By Janean Chun
Since we last visited Scott Shane, assistant professor of entrepreneurship at the Massachusetts Institute of Technology in Cambridge ("Opportunity Insider," September), he has broken new ground in his quest to uncover the factors that determine franchise survival. Whereas he previously studied individual factors, Shane has now determined that unexpected combinations provide new franchise systems with advantages. "This is the first time I've ever examined the interaction of these different factors," says Shane. His latest study found that new franchise systems are more likely to survive if they meet this criteria:
- They are ranked highly in Entrepreneur magazine's Franchise 500 and are founded in states that require franchise registration. "State regulators aren't necessarily looking for the quality of the system--they're looking for full disclosure. And Entrepreneur is looking for indications of quality, geared heavily toward growth," says Shane. "These are two different, and yet complementary, kinds of investigation. Franchisors who are both disclosing properly and growing rapidly offer many advantages."

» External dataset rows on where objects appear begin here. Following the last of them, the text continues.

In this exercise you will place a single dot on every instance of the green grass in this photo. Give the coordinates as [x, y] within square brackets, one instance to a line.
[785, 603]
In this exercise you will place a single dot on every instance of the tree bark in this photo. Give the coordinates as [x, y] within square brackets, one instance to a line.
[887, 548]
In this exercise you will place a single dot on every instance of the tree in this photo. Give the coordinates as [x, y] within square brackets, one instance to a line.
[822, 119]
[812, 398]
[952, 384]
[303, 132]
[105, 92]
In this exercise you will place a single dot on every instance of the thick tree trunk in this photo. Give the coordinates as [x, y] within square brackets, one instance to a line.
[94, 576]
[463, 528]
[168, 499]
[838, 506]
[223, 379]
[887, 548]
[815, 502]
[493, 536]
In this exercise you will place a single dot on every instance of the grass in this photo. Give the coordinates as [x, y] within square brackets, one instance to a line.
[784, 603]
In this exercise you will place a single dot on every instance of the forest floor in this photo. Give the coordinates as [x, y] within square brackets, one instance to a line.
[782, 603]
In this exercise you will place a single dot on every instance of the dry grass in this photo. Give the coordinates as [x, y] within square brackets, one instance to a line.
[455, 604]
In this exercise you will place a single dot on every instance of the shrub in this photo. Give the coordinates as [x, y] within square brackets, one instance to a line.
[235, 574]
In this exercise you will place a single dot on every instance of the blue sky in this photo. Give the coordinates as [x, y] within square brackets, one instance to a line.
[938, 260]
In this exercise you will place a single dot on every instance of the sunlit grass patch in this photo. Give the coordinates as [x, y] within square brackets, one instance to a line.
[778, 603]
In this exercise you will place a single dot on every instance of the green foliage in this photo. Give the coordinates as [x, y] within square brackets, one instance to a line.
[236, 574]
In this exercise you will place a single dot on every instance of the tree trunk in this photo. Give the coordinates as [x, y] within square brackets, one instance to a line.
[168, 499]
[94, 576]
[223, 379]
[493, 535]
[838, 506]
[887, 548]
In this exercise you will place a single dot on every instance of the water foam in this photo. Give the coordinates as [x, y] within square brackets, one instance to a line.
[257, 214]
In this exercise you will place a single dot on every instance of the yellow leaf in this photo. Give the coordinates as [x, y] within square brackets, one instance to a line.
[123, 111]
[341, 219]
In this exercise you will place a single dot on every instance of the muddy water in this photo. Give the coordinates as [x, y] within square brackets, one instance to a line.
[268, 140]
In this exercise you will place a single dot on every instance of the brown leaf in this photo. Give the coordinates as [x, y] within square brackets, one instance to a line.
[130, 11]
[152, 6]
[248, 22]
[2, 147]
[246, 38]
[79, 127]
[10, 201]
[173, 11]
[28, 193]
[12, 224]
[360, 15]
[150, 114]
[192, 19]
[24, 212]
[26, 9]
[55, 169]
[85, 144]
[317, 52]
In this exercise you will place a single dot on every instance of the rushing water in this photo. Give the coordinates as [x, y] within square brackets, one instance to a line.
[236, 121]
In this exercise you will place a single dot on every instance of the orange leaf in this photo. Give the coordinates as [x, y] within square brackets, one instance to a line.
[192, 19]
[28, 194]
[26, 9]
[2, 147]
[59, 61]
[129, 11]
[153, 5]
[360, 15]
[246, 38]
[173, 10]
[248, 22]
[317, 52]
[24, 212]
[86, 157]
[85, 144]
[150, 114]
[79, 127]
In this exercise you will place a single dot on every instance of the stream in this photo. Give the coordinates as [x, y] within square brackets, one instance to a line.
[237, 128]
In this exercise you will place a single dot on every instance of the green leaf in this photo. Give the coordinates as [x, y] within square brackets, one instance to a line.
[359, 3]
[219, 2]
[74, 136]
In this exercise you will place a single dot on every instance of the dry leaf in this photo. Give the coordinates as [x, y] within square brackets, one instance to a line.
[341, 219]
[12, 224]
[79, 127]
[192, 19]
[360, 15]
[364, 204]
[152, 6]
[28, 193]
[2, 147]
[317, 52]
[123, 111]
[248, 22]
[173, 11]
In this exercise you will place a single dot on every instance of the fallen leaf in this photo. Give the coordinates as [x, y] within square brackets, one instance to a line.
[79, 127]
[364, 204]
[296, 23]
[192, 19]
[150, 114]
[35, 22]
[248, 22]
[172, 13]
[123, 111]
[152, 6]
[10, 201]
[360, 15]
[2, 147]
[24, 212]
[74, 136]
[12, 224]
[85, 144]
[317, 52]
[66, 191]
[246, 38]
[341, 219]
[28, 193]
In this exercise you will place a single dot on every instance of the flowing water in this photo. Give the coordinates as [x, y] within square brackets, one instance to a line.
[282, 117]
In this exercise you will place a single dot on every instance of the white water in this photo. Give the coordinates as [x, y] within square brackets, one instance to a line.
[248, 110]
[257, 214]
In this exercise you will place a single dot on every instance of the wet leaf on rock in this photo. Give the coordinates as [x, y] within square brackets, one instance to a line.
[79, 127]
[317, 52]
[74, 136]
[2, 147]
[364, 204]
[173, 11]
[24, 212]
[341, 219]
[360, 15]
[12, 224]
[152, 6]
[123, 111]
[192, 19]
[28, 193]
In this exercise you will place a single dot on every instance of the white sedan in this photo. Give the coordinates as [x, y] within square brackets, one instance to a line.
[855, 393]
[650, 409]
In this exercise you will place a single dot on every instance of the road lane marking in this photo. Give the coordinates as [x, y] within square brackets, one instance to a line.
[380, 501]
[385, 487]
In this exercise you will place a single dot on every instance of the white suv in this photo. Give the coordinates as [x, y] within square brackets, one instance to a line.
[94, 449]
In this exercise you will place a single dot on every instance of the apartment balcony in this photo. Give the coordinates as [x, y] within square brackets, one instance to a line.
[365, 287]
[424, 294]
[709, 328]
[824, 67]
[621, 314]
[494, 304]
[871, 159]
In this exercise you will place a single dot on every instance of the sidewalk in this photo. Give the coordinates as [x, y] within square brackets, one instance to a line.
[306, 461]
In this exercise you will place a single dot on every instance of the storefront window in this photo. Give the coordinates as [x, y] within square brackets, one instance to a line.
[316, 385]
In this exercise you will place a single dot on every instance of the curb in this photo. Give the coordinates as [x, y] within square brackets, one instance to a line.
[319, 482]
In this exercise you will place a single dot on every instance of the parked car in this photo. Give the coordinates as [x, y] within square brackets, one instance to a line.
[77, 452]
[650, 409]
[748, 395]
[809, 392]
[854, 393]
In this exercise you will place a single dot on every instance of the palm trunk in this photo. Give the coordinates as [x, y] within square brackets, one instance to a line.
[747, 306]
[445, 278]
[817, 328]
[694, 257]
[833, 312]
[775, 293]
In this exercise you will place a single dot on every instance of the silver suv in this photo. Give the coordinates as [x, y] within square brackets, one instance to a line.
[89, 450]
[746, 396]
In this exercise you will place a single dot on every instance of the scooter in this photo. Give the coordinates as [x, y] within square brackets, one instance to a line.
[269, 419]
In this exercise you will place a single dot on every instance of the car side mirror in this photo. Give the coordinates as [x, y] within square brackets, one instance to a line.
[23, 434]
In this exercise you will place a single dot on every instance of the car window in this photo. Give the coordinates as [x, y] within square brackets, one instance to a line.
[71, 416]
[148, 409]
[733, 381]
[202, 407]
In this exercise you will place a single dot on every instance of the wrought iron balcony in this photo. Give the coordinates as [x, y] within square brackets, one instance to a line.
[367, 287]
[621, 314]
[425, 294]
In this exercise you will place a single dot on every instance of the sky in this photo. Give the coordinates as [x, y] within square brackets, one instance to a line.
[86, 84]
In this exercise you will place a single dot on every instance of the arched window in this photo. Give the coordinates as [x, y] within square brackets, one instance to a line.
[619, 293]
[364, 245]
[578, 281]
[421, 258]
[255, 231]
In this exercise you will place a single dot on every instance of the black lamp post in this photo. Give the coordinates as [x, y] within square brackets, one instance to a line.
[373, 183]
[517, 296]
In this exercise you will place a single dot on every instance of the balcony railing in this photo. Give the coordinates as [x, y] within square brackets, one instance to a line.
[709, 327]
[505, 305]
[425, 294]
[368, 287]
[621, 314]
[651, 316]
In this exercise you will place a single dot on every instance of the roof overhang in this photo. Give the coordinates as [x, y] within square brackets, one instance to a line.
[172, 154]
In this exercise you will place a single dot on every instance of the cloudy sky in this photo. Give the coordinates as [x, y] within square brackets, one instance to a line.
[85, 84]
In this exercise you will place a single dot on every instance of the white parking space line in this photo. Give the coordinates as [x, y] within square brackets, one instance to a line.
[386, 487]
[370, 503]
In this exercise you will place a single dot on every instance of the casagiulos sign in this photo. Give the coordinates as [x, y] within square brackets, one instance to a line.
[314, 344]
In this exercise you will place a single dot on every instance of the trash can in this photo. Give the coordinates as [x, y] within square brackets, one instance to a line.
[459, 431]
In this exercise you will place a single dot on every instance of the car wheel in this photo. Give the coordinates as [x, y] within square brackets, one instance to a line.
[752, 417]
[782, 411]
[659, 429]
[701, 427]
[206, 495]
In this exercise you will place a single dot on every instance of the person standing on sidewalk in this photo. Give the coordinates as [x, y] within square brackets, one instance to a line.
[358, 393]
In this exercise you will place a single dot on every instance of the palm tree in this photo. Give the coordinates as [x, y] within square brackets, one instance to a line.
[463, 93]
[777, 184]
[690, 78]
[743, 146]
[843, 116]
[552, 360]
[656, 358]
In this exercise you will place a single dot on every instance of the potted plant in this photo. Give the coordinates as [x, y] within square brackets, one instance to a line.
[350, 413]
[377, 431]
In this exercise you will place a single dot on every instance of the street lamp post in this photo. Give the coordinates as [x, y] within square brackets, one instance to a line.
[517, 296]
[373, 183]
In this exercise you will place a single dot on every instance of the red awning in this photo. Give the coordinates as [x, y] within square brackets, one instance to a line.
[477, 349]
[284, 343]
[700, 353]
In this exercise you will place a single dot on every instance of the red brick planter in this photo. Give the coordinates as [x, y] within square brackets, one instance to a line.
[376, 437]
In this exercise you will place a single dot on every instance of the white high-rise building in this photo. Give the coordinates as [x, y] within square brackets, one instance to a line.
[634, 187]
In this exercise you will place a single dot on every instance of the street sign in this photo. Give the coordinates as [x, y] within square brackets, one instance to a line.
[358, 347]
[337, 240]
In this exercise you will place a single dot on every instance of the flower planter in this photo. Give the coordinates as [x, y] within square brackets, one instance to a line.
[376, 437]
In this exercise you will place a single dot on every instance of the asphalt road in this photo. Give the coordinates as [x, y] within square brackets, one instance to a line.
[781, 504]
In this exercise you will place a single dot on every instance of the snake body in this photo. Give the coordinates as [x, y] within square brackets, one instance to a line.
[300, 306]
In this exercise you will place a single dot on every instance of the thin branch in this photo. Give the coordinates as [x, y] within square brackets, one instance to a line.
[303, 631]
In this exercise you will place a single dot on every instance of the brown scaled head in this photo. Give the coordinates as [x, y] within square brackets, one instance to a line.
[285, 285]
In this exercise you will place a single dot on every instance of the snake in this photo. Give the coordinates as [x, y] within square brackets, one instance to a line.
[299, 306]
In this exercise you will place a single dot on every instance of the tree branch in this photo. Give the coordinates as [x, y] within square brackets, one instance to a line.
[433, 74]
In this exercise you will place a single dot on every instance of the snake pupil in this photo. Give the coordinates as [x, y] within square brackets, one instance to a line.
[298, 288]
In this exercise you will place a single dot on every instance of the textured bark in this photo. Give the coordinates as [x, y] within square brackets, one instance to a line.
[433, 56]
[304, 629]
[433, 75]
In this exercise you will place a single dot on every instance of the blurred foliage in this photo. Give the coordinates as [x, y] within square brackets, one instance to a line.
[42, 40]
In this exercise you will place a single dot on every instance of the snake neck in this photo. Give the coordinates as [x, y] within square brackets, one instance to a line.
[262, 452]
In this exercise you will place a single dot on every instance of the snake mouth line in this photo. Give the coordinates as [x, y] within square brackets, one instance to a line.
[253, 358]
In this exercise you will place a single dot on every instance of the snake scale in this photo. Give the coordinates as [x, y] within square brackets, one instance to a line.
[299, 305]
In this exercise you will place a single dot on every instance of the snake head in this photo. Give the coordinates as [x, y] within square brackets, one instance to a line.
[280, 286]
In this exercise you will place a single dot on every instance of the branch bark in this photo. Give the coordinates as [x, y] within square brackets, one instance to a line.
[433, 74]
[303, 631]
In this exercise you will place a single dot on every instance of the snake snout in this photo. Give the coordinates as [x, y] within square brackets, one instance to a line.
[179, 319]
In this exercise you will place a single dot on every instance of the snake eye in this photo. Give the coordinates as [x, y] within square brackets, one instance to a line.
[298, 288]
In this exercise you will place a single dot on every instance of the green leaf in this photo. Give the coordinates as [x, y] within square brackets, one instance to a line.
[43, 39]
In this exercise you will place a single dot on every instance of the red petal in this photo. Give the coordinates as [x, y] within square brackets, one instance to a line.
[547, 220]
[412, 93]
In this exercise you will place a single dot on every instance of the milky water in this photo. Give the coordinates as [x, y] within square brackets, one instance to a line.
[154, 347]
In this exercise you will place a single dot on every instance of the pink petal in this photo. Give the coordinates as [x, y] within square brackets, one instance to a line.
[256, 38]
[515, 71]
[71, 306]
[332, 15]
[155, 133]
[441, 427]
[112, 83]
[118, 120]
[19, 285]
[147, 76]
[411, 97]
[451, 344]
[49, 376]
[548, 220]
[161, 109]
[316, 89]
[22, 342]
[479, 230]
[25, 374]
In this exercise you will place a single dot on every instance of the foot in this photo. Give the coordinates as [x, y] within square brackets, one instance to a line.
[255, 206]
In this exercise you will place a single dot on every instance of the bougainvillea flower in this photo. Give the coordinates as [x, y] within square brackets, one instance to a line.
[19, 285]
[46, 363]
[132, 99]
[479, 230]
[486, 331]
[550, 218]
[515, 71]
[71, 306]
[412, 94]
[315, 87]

- They have a higher percentage of franchised outlets and are located in states with laws restricting termination of franchisees. "A new franchisor can grow faster through franchised outlets, so a higher ratio of franchised outlets to company-owned outlets is beneficial. Without termination laws, franchisees aren't protected against opportunistic franchisors. It becomes easier for franchisees to be terminated and harder to build a system of mostly franchisees with relatively few company-owned outlets."
- They require comparatively high capitalization and have a higher percentage of franchised outlets. "When the amount of capitalization needed for a franchised outlet is higher, you need more resources, so it's better to have a system that's more heavily franchised rather than company-owned," says Shane. "Otherwise, you can't grow quickly enough."